I work with people across the relationship spectrum — from those married for decades to the newly divorced or widowed, and even those entering singlehood. I've witnessed how easy it is to get swept up in romance or the day-to-day momentum of a relationship. But amidst the whirlwind of love and life, it's crucial to take steps to protect yourself financially and pursue combined goals as a team.
In this article, I will share practical advice on achieving financial harmony with your partner.
1. Know Each Other's Financial Views — Past and Present
Here are some questions to ask each other about financial history and fears. They will give you a good understanding of the “why” behind the decisions they make.
- Have you ever faced any financial hardships? How about financial victories you’re proud of?
- What are your biggest fears or concerns regarding money management?
- What was your family's approach to finances?
- Is there an aspect of financial management (like investments, savings, debt) that you find particularly intimidating or confusing?
- Was there a moment when your perspective on money drastically changed?
Also, here are some questions to ask each other about the current financial situation and goals.
- What specific financial goals are you working towards right now, and what strategies are you employing to achieve them?
- What's one financial habit you're currently trying to change, and what motivated this?
- How do you prioritize different financial goals, such as retirement, travel, or emergency funds?
- Long term, would you rather have joint or separate finances?
- Do you track your spending or have a budgeting system?
2. Create a Financial Game Plan Together Without Losing Sight of Your Own Financial Goals
Creating a financial plan with your partner that covers both short-term needs and long-term aspirations requires a balanced approach, ensuring individual financial goals are not overlooked. Start by openly discussing your personal and joint financial objectives, while setting clear priorities and timelines. Then, allocate resources accordingly, with separate accounts for individual goals and joint accounts or plans for shared objectives, ensuring both immediate and future needs are met without compromising personal financial ambitions.

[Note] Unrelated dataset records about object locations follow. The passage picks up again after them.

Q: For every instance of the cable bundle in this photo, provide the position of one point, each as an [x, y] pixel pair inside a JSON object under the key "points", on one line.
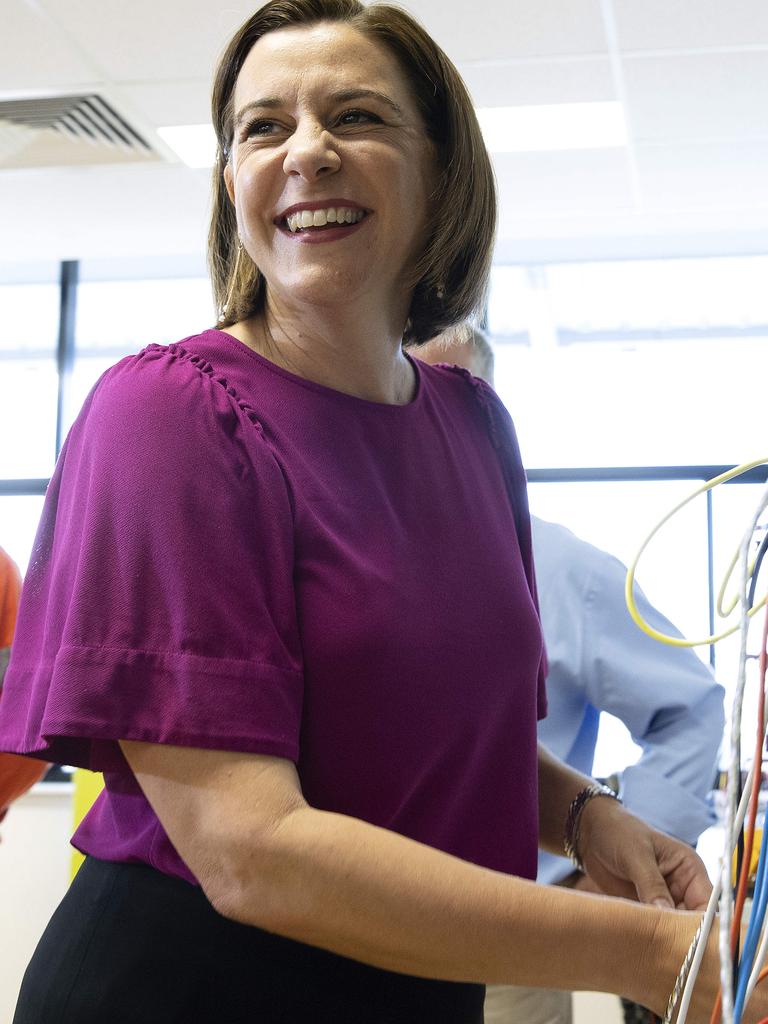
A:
{"points": [[740, 969]]}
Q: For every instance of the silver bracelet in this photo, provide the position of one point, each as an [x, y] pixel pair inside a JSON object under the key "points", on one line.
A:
{"points": [[573, 820]]}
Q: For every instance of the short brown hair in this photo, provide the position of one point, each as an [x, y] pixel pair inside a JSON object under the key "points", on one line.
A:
{"points": [[451, 276], [464, 336]]}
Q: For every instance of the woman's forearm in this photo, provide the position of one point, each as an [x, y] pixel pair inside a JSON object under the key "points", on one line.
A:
{"points": [[375, 896]]}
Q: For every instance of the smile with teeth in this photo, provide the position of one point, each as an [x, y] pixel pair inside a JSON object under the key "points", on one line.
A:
{"points": [[303, 219]]}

3. Have the Prenup or Cohabitation Agreement Talk
Having this conversation is crucial, especially as it transitions to more serious stages like engagement or living together.
It's important to discuss topics like asset division, debt responsibility, and financial obligations in case of a separation. These agreements can also cover future financial plans, such as savings, investments, and retirement. Approaching this conversation with honesty not only helps in safeguarding individual interests but also strengthens the relationship by setting realistic expectations.
4. Take Combining Finances Slow
It's essential to approach the decision to merge finances cautiously because habits and attitudes can deeply impact the relationship's dynamics. Taking it slow allows both partners to fully understand each other's financial perspectives, values, and goals. This gradual process helps build a strong foundation of trust and ensures that both parties are comfortable with the level of shared financial responsibility and exposure.
5. Have Scheduled Check-Ins About Money
Regular financial check-ins with your partner help prevent financial anxiety from creeping into your relationship and will help you stay on track to hit your goals. Setting a consistent schedule, perhaps monthly or quarterly, for these discussions helps keep financial matters separate from your daily connection time, like dinner. In these sessions, cover budgeting, progress towards goals, upcoming expenses, spending, and financial changes — with all your accounts pulled up on screen.
Approach these talks openly and without judgment, allowing space for each partner to express concerns or celebrate achievements.
6. Get Expert Help from a Financial Advisor
Consulting a financial advisor as a couple is key for achieving long-term goals like retirement, education, savings, and investment strategies. An advisor offers expert guidance, aligning both partners' objectives and risk profiles. They provide a customized plan to efficiently reach shared financial goals, ensuring informed decisions in savings maximization, tax optimization, and investments.
Remember, achieving financial harmony is a marathon, not a sprint. It's important to take things slow and be mindful of your financial well-being as you navigate the complexities of your relationship.